2026-04-09·10 min read·sota.io team

eIDAS 2.0 and the EU Digital Identity Wallet: Formal Verification for EUDIW Security

Regulation (EU) 2024/1183, amending eIDAS (Regulation (EU) No 910/2014), entered into force on 20 May 2024. It mandates that every EU Member State offer citizens a European Digital Identity Wallet (EUDIW) — a state-issued mobile application capable of proving identity, holding verifiable credentials (driving licences, diplomas, professional qualifications), and authenticating to public and private services. Member States must deploy functional EUDIW solutions by 2026.

For developers building authentication services, identity verification APIs, banking portals, healthcare systems, or public administration platforms across the EU, eIDAS 2 creates a new infrastructure compliance layer: the wallet backend, credential issuance infrastructure, and relying party integration must all satisfy security requirements that cannot be met with US-domiciled cloud infrastructure without CLOUD Act exposure.

The formal verification community has been directly involved in eIDAS 2.0 security analysis since early drafts. Tamarin Prover (ETH Zurich / University of Basel), ProVerif (INRIA Paris), and EasyCrypt (IMDEA Madrid / INRIA Paris) have been applied to EUDIW protocol security proofs. Understanding this toolchain is essential for developers building or auditing EUDIW-adjacent systems.

eIDAS 2.0: What Changed from eIDAS 1.0

eIDAS 1.0 (2014) established a baseline for electronic identification and trust services — electronic signatures, seals, timestamps, and cross-border recognition. Its practical uptake was limited: the identification schemes were voluntary for private sector relying parties, and national implementations were fragmented and incompatible.

eIDAS 2.0 (Regulation 2024/1183) introduces mandatory obligations:

Article 5a: EU Digital Identity Wallet obligation. Member States must offer at least one EUDIW to any natural or legal person who wishes to use it. The wallet must be free of charge to individuals, issued by or on behalf of the Member State, available on common mobile platforms, and technically interoperable across all Member States.
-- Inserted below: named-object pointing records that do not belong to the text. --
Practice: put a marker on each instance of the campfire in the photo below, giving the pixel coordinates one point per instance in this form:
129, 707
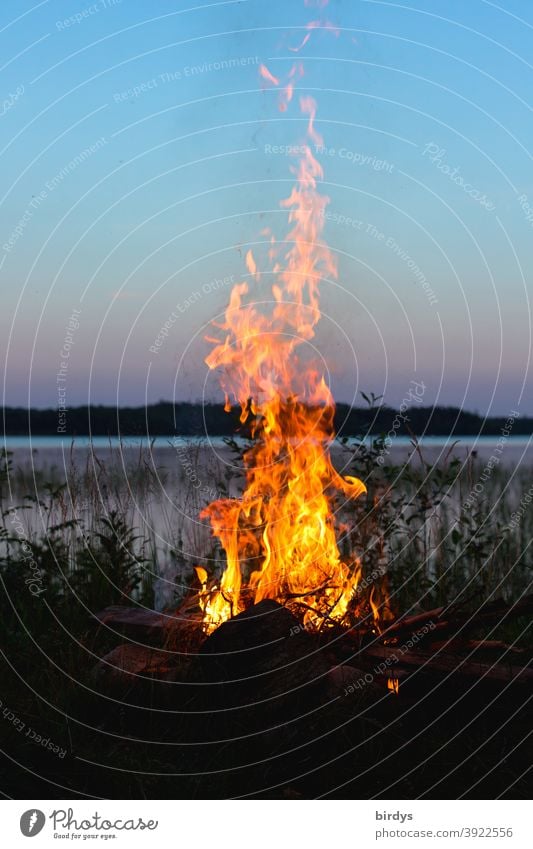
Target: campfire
280, 537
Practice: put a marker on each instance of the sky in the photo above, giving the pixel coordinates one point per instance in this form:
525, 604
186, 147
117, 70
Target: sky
141, 159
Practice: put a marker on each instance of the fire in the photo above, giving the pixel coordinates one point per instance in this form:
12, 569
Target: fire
393, 685
280, 537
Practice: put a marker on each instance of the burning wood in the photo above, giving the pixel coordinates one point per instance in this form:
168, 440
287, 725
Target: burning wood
280, 537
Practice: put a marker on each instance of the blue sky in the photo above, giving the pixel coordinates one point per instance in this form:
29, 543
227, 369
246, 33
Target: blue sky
137, 169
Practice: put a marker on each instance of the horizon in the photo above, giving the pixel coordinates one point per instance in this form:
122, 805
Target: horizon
144, 158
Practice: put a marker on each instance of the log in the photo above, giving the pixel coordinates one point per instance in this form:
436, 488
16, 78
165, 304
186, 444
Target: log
452, 619
138, 624
442, 663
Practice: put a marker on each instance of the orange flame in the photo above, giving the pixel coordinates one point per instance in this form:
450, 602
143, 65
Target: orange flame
280, 537
394, 685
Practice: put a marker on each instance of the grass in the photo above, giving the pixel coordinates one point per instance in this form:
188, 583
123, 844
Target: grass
123, 528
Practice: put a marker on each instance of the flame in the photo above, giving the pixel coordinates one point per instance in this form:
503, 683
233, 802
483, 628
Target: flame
394, 685
280, 536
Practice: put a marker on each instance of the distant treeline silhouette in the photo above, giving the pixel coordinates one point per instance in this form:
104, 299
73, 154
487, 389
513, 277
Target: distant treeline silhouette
191, 419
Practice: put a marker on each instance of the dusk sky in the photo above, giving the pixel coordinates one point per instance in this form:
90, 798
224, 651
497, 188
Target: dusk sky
142, 158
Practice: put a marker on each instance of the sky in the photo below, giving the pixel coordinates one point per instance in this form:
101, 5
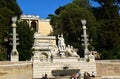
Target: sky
42, 8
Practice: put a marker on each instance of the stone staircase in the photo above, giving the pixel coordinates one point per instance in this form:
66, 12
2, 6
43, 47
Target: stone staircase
40, 68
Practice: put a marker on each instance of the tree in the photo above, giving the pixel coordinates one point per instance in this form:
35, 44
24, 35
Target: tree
68, 22
7, 11
26, 36
108, 41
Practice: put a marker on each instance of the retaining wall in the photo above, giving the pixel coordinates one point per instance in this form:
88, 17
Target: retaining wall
16, 70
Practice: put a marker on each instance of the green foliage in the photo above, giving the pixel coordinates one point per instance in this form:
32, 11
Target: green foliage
26, 40
68, 22
108, 39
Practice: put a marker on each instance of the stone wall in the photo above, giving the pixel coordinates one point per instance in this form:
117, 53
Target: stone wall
108, 67
16, 70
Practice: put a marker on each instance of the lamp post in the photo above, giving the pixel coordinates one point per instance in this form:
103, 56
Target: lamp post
14, 52
86, 51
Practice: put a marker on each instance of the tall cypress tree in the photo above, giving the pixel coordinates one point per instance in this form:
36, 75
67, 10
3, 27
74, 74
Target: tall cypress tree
8, 9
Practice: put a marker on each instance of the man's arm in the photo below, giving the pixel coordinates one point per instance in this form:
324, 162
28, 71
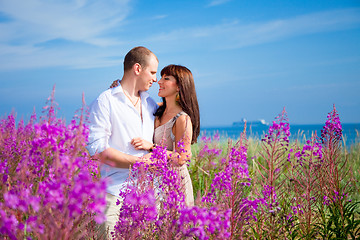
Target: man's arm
100, 131
116, 158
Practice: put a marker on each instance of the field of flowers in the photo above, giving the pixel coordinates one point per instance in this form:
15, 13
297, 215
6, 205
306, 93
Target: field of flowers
249, 189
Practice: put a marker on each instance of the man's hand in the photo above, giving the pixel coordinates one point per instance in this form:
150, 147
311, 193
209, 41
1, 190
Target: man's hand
141, 144
115, 83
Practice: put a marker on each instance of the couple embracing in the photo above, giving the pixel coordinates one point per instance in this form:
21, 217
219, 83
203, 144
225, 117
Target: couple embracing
126, 123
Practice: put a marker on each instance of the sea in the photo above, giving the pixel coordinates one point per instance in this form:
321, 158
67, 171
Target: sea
351, 132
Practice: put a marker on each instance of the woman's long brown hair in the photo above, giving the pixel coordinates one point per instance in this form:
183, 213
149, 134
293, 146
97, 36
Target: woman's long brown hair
187, 93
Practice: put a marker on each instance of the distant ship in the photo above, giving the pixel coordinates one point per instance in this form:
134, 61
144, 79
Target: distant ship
260, 122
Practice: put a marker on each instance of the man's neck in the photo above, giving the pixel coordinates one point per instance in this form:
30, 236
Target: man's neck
129, 85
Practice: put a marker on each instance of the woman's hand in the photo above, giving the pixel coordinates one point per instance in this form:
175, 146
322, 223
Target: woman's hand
141, 144
115, 83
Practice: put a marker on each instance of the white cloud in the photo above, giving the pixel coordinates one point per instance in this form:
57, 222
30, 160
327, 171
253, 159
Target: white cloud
217, 2
237, 35
35, 21
85, 26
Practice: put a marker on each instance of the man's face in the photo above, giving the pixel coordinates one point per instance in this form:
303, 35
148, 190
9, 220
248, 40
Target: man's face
147, 75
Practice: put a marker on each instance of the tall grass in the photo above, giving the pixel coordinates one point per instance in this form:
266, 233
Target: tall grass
267, 188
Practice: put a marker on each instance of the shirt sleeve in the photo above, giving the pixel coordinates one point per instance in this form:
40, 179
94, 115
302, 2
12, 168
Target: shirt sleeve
99, 126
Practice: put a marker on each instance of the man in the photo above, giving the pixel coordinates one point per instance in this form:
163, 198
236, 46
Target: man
116, 117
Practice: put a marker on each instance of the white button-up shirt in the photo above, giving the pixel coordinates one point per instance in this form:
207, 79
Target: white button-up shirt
114, 121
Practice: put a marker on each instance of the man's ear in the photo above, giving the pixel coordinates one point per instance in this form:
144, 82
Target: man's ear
137, 68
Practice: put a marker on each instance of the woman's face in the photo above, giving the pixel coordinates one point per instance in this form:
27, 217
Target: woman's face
167, 86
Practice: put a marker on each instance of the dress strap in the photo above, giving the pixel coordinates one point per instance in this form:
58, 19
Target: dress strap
178, 115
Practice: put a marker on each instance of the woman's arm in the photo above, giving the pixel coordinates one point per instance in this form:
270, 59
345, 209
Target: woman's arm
183, 135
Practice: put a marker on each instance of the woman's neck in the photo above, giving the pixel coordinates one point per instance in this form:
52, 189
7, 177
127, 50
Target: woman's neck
172, 106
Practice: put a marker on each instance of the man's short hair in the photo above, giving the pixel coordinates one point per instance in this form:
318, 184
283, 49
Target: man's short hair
138, 55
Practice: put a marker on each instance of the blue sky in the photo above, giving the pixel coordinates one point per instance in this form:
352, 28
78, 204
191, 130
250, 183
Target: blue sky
250, 59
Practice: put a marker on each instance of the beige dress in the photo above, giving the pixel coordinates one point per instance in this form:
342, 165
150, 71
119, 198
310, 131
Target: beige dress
164, 136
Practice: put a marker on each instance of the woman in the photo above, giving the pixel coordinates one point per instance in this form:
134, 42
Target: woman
177, 120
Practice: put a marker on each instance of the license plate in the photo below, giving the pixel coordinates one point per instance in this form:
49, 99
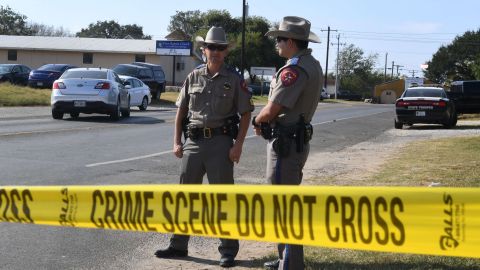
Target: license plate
79, 103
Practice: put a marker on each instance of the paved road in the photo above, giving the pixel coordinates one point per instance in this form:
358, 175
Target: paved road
37, 150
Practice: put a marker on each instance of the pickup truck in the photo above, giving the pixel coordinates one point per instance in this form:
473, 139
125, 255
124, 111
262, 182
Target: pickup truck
465, 95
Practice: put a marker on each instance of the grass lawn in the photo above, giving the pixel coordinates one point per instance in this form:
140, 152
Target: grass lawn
13, 95
436, 162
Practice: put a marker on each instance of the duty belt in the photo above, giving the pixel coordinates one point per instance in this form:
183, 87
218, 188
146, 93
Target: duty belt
207, 133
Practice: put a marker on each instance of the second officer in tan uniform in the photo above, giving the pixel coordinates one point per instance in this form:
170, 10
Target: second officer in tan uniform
211, 99
285, 120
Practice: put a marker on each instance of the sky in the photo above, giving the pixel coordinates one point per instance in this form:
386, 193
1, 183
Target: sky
407, 32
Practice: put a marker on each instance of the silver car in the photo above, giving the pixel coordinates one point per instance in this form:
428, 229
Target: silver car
139, 92
90, 90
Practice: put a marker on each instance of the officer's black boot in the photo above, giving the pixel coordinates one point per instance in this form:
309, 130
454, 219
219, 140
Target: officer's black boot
273, 265
170, 252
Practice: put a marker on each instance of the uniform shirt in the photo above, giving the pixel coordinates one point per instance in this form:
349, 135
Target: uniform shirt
212, 99
297, 87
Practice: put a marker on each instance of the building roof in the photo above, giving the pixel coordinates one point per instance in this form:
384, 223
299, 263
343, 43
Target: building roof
77, 44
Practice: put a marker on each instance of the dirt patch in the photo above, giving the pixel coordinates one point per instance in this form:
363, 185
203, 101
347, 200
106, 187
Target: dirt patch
357, 163
350, 166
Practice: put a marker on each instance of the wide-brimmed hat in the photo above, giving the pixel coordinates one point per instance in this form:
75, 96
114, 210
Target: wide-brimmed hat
295, 28
215, 35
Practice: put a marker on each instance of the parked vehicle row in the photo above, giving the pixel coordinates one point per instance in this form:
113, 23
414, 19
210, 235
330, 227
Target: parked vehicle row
15, 74
150, 74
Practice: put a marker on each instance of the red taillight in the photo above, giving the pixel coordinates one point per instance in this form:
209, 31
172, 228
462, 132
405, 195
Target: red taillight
102, 85
59, 85
402, 103
440, 103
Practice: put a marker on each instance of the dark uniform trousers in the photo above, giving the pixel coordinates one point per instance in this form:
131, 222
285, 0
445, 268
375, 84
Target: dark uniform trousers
210, 156
287, 171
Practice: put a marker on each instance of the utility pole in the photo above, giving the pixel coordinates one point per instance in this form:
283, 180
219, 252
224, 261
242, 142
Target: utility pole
398, 74
338, 56
393, 64
242, 56
326, 63
385, 74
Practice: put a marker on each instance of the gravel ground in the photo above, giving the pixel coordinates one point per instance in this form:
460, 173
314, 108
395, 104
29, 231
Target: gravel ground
353, 164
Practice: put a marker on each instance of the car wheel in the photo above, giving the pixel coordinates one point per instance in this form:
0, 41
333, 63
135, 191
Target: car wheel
56, 114
115, 115
144, 104
452, 122
126, 112
398, 125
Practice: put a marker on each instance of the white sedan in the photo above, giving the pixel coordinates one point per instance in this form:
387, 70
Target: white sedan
139, 92
89, 90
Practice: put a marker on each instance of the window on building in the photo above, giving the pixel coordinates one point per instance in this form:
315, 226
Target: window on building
12, 55
180, 66
140, 58
88, 58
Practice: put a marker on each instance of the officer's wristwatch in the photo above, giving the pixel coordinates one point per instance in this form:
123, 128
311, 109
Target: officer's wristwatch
254, 123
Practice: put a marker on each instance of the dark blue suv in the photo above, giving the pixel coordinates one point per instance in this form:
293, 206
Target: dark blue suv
44, 76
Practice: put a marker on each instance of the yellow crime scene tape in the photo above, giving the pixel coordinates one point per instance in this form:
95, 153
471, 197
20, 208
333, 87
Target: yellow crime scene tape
436, 221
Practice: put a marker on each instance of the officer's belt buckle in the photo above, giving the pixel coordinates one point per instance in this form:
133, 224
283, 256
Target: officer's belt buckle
207, 133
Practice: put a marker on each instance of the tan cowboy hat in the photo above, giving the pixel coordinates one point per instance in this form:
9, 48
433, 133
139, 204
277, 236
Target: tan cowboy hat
215, 35
295, 28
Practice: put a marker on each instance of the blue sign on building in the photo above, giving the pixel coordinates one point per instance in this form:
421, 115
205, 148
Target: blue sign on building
174, 47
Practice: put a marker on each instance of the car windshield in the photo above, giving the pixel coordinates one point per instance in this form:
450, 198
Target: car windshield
51, 67
158, 74
424, 92
126, 70
84, 74
5, 69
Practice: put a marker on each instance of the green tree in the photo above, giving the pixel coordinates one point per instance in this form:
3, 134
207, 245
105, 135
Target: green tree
187, 21
38, 29
456, 61
112, 29
13, 23
357, 71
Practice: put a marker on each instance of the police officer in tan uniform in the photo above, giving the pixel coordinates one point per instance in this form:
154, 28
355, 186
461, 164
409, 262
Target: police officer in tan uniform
285, 120
209, 103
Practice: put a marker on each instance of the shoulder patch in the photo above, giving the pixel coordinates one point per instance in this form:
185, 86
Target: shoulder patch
293, 61
288, 76
244, 87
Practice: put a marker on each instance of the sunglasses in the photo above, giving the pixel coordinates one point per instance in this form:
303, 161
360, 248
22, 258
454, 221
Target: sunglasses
213, 47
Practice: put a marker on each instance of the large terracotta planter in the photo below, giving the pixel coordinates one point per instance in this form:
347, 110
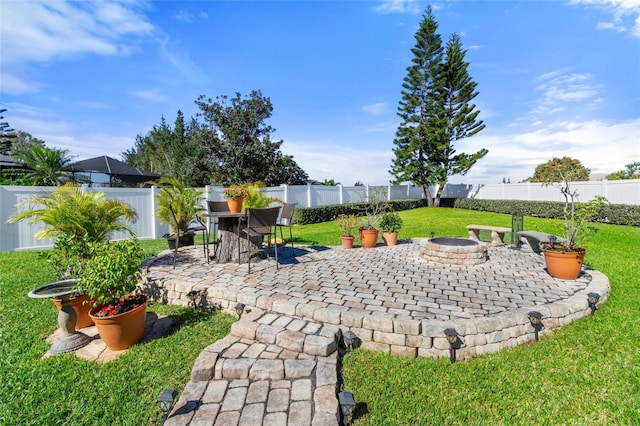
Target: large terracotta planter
82, 305
565, 266
347, 241
368, 237
121, 331
390, 238
235, 204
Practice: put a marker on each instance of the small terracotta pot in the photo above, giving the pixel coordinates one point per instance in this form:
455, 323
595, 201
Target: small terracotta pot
369, 237
121, 331
564, 266
390, 238
235, 204
82, 309
347, 241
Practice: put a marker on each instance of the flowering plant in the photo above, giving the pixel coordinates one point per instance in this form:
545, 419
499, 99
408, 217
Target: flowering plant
235, 191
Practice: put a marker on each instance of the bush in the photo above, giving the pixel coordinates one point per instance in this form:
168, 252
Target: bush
616, 214
308, 215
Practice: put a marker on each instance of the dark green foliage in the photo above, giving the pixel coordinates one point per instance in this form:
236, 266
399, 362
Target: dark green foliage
560, 169
173, 152
239, 140
308, 215
436, 110
616, 214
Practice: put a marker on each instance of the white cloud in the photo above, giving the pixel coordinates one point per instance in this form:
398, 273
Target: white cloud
620, 10
398, 6
378, 108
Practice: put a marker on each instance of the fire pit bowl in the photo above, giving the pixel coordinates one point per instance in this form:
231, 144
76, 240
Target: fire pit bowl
454, 251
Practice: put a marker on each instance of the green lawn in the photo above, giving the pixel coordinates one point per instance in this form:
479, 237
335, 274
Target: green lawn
585, 373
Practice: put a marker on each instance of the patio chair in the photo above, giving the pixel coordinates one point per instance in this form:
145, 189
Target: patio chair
198, 228
286, 219
261, 223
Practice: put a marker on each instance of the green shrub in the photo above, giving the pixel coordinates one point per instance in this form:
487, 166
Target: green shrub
616, 214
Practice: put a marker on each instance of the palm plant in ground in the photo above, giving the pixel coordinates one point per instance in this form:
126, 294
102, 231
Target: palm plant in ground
75, 218
46, 166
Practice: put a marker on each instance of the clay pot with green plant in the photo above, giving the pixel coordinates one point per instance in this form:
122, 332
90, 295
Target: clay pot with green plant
75, 217
389, 225
564, 259
111, 277
348, 224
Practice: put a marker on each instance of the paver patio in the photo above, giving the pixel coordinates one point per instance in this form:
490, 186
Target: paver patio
277, 366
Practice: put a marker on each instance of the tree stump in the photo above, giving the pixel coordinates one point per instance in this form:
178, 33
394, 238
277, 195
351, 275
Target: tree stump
228, 241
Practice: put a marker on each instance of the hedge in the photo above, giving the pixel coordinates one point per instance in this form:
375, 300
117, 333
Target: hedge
617, 214
308, 215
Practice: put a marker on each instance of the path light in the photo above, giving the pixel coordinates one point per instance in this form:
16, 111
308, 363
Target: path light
593, 299
453, 338
535, 318
347, 405
166, 400
349, 339
240, 309
192, 295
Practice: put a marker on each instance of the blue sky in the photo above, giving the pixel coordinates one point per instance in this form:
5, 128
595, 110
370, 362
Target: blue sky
555, 78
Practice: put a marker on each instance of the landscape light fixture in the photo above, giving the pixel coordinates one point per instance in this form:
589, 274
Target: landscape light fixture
240, 309
166, 400
593, 299
535, 318
453, 338
192, 295
349, 339
347, 405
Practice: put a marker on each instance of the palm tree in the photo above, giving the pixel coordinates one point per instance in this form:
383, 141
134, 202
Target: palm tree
46, 166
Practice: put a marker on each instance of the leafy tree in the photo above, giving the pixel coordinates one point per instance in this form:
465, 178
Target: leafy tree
7, 134
45, 166
23, 141
560, 169
631, 171
436, 111
239, 142
173, 152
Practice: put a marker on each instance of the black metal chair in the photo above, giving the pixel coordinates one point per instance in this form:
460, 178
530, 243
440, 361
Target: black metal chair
193, 229
286, 219
261, 223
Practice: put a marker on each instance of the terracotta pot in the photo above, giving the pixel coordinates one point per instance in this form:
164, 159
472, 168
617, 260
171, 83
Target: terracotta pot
82, 309
235, 204
368, 237
390, 238
565, 266
121, 331
347, 241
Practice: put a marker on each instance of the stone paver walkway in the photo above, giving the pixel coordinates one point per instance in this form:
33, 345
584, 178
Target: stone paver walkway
278, 364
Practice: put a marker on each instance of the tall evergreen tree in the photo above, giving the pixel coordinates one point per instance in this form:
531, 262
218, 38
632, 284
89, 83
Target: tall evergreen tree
435, 112
7, 135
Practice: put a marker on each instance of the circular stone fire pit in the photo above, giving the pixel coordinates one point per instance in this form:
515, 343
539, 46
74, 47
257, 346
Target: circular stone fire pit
454, 251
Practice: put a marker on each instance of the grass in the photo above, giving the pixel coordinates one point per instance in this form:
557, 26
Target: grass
585, 373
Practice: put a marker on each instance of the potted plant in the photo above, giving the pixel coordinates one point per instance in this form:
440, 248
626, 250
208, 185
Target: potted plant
348, 223
235, 195
390, 224
186, 204
564, 259
76, 218
111, 277
373, 209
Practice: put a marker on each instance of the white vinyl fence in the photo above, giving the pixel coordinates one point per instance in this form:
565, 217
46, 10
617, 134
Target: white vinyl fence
20, 236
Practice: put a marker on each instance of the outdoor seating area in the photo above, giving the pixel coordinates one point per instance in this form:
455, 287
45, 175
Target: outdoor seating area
302, 310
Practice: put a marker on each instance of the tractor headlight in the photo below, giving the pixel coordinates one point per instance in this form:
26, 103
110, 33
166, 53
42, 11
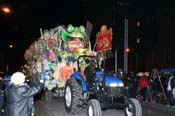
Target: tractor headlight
116, 84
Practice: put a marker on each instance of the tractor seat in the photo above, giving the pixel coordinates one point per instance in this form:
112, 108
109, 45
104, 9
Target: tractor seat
90, 73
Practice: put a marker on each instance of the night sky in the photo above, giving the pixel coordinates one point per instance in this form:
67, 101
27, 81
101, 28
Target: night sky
22, 26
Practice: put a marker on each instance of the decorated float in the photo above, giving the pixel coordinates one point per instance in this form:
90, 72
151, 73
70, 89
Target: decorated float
56, 51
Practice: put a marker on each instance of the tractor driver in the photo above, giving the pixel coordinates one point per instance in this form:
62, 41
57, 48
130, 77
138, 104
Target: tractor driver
90, 71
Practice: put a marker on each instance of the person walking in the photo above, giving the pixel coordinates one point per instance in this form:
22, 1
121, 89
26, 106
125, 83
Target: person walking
19, 95
143, 84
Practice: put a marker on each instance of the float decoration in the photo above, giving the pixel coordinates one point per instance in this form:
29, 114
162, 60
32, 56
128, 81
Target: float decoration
56, 52
104, 39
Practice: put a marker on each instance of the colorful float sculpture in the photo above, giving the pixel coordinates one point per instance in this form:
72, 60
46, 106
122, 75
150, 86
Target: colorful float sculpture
56, 52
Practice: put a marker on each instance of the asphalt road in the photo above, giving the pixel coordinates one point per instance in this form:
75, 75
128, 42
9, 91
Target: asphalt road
56, 108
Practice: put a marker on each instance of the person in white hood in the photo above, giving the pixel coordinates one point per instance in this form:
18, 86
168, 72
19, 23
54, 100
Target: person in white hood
19, 95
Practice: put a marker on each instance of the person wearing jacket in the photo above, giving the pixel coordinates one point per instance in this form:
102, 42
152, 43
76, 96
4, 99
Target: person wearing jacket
143, 84
19, 95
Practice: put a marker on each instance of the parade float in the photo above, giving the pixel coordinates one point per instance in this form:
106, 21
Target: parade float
55, 53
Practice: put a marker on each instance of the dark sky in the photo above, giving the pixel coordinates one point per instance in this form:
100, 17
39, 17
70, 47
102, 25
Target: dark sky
21, 27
Article 5b: Attributes and selective disclosure. EUDIW must support selective disclosure of attributes — a user presenting age verification to a bar may share only the age attribute, not their full national identity document. This requires cryptographic proofs of partial attribute disclosure, typically implemented using Zero-Knowledge Proofs (ZKPs) or SD-JWT (Selective Disclosure JWT, IETF RFC 7519 extension).

Article 5c: Qualified Electronic Attestations of Attributes (QEAAs). Trust service providers can issue QEAAs — qualified attestations of attributes from authoritative sources — analogous to qualified certificates for signatures. Medical councils can issue digital credentials for licensed physicians. Universities can issue verifiable diplomas. Transport authorities can issue digital driving licences.

Article 12a: Common framework and specifications. The European Commission publishes implementing acts specifying the technical architecture, reference implementation, and interoperability requirements for EUDIW. The Architecture and Reference Framework (ARF) is maintained as a living specification by the EU EUDIW Consortium.

Wallet-relying party obligations: Online platforms and services subject to eIDAS 2 must accept EUDIW authentication from users who choose to use it. This applies to banks (already covered by PSD2/DORA), healthcare providers (NIS2), public services (mandatory for e-government), and large online platforms (DSA).

The EUDIW Technical Architecture

The EUDIW reference architecture, as specified in the Architecture and Reference Framework (ARF) v1.4+ documents, consists of:

Wallet Instance: A mobile application installed on the user's device. It holds a wallet attestation (issued by the wallet provider, attesting that the instance is genuine and uncompromised), personal identification data (PID) issued by the Member State's PID Provider, and QEAAs from trust service providers.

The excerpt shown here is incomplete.